Convergent gut microbial functional strategies drive energy metabolism adaptation across Ursidae species and challenge the uniqueness of giant pandaOriginal paper
What was studied?
This study examined seasonal changes in gut microbiota composition and function across four bear species: giant pandas, Asian black bears, brown bears, and polar bears. Researchers combined comparative seasonal microbiome analysis with fecal microbiota transplantation (FMT) experiments in mice to test whether bear gut microbiota actively drives host energy metabolism. The core question was whether giant pandas, long considered metabolically unique due to their specialized herbivorous diet and low metabolic rate, actually rely on a distinct microbial regulatory mechanism compared to other bears.
Who was studied?
The subjects were four Ursidae species: giant pandas (Ailuropoda melanoleuca), Asian black bears (Ursus thibetanus), brown bears (Ursus arctos), and polar bears (Ursus maritimus), sampled across seasons to capture gut microbiota dynamics. The abstract does not specify exact animal counts or sampling sites. Recipient mice were also used as a secondary population in the fecal microbiota transplantation experiments to test the functional effects of bear gut microbiota on host metabolism and appetite.
What were the most important findings?
The gut microbial composition was similar across all four bear species, with Firmicutes and Proteobacteria as the dominant phyla. Firmicutes became enriched in winter, which enhanced lipid metabolism and helped the bears adapt to seasonal dietary differences, pointing to a convergent microbial functional strategy shared across the Ursidae family rather than a panda-specific mechanism.

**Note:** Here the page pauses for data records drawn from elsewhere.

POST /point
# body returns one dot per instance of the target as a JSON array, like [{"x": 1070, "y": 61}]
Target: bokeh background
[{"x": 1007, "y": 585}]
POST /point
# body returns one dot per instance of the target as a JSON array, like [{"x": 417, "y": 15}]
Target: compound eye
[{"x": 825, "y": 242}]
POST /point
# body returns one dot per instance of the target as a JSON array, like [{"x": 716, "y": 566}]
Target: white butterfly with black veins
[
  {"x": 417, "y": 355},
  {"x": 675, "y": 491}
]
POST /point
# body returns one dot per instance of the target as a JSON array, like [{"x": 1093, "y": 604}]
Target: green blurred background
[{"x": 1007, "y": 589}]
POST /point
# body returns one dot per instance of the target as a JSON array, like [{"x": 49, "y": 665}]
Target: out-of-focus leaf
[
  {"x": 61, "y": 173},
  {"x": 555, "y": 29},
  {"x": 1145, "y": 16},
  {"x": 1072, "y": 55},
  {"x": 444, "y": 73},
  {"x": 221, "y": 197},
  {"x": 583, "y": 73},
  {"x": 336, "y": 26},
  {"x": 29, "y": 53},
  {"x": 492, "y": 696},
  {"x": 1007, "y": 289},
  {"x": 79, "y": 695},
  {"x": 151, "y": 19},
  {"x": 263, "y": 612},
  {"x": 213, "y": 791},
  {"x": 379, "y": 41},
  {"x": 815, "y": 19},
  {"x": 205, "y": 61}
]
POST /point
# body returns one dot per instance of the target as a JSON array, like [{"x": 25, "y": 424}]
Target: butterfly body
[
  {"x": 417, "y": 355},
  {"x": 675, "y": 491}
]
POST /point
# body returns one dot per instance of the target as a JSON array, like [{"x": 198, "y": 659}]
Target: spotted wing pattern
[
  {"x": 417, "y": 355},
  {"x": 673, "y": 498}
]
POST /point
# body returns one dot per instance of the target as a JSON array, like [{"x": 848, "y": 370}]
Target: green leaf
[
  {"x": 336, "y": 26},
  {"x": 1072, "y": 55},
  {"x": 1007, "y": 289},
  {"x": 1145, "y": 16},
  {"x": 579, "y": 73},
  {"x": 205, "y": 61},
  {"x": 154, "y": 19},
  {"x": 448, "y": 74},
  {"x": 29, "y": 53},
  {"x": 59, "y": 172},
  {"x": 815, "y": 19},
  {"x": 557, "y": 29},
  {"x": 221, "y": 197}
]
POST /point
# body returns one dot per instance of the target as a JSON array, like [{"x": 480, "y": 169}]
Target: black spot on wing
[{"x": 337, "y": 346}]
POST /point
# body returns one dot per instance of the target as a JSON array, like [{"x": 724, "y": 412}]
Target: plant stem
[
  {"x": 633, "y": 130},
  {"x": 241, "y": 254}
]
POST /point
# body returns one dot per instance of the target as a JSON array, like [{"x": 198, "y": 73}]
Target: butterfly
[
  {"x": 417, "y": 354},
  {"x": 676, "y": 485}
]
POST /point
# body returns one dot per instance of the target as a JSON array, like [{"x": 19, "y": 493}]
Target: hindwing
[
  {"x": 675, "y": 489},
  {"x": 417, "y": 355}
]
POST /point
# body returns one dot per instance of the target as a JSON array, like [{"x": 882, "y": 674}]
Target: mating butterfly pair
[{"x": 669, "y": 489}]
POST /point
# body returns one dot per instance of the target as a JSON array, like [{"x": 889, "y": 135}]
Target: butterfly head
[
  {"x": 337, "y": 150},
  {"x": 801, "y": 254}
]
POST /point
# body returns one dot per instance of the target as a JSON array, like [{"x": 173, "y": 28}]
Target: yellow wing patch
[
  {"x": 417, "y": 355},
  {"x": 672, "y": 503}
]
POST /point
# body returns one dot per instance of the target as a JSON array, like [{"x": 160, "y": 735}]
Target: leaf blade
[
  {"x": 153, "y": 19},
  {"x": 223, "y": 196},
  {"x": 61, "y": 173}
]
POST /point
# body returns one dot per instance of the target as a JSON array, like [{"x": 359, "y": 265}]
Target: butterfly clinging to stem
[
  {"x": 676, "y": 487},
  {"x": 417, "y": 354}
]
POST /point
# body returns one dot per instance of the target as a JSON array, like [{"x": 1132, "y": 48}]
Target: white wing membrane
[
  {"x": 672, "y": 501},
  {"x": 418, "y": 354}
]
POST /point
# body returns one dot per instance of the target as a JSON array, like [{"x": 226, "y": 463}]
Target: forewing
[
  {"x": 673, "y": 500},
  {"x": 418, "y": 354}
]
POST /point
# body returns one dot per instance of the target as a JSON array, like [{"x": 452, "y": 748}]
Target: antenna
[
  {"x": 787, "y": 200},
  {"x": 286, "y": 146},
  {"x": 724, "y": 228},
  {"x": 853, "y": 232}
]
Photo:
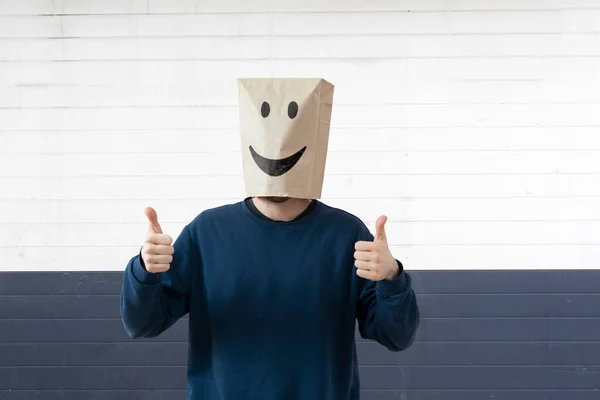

In FMT experiments, winter bear gut microbiota transferred stronger capacity to regulate host energy metabolism and appetite in mice, increasing energy intake, demonstrating that these microbial shifts causally promote seasonal metabolic adaptation.
What are the greatest implications of this study?
By showing convergent, shared microbial functional strategies across giant pandas, black bears, brown bears, and polar bears, the findings challenge the long-standing view that giant panda gut microbiota is metabolically unique among bears. This reframes seasonal energy adaptation in Ursidae as a family-wide, diet-responsive microbiome trait rather than an evolutionary novelty confined to pandas. The FMT results also suggest that bear-derived winter microbiota could serve as a model system for studying microbiome-driven regulation of energy intake and appetite in mammals more broadly.